Conformational Activation Promotes CRISPR-Cas12a Catalysis and Resetting of the Endonuclease Activity
Author(s) -
Stefano Stella,
Pablo Mesa,
Johannes Thomsen,
Bijoya Paul,
Pablo Alcón,
Simon B. Jensen,
Bhargav Saligram,
Matias E. Moses,
Nikos S. Hatzakis,
Guillermo Montoya
Publication year - 2018
Publication title -
cell
Language(s) - English
Resource type - Journals
SCImago Journal Rank - 26.304
H-Index - 776
eISSN - 1097-4172
pISSN - 0092-8674
DOI - 10.1016/j.cell.2018.10.045
Subject(s) - trans activating crrna , phosphodiester bond , endonuclease , crispr , förster resonance energy transfer , dna , biology , cleavage (geology) , cas9 , biophysics , rna , biochemistry , gene , fluorescence , paleontology , physics , quantum mechanics , fracture (geology)

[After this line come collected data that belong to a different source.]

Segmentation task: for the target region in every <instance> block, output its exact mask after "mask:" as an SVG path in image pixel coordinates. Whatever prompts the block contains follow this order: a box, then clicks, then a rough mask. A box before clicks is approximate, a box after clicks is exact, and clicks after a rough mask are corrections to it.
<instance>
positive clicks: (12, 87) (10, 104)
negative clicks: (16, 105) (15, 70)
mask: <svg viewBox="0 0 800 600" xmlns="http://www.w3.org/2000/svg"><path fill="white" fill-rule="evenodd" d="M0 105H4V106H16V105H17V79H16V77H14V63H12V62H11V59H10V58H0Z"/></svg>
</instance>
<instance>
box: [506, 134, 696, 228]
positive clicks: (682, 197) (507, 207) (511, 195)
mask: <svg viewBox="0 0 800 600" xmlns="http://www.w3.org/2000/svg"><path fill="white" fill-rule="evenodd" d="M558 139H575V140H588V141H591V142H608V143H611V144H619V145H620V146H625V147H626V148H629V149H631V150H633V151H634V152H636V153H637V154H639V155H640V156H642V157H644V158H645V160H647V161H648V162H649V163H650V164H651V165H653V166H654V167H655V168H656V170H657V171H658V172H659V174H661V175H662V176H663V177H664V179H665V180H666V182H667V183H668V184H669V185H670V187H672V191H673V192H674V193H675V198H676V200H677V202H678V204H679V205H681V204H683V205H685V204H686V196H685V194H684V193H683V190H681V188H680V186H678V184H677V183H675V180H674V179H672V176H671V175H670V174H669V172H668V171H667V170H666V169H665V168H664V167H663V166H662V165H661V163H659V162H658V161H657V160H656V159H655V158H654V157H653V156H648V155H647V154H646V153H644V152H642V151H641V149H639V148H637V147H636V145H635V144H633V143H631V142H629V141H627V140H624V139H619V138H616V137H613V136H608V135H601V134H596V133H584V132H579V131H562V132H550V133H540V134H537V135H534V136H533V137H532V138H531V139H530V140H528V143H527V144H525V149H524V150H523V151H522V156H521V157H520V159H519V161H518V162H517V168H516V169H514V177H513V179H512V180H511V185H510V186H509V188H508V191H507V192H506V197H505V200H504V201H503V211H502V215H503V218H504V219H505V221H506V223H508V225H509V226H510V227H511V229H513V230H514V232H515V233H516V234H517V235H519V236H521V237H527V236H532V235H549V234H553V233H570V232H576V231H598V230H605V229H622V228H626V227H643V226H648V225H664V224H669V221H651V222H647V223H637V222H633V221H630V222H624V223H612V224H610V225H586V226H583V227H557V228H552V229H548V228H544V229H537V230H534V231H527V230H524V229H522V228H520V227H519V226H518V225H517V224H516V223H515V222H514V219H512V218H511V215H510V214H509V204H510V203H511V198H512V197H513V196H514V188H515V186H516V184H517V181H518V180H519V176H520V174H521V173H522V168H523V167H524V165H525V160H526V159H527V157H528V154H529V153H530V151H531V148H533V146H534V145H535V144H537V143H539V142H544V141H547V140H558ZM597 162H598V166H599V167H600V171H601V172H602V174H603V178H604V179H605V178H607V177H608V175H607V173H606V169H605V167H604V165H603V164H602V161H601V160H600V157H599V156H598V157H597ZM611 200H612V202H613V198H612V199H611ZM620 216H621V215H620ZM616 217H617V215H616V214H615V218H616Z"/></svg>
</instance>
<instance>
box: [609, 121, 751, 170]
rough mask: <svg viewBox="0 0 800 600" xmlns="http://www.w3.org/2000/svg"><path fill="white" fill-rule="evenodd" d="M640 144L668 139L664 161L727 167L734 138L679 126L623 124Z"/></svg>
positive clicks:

Cas12a, also known as Cpf1, is a type V-A CRISPR-Cas RNA-guided endonuclease that is used for genome editing based on its ability to generate specific dsDNA breaks. Here, we show cryo-EM structures of intermediates of the cleavage reaction, thus visualizing three protein regions that sense the crRNA-DNA hybrid assembly triggering the catalytic activation of Cas12a. Single-molecule FRET provides the thermodynamics and kinetics of the conformational activation leading to phosphodiester bond hydrolysis. These findings illustrate why Cas12a cuts its target DNA and unleashes unspecific cleavage activity, degrading ssDNA molecules after activation. In addition, we show that other crRNAs are able to displace the R-loop inside the protein after target DNA cleavage, terminating indiscriminate ssDNA degradation. We propose a model whereby the conformational activation of the enzyme results in indiscriminate ssDNA cleavage. The displacement of the R-loop by a new crRNA molecule will reset Cas12a specificity, targeting new DNAs.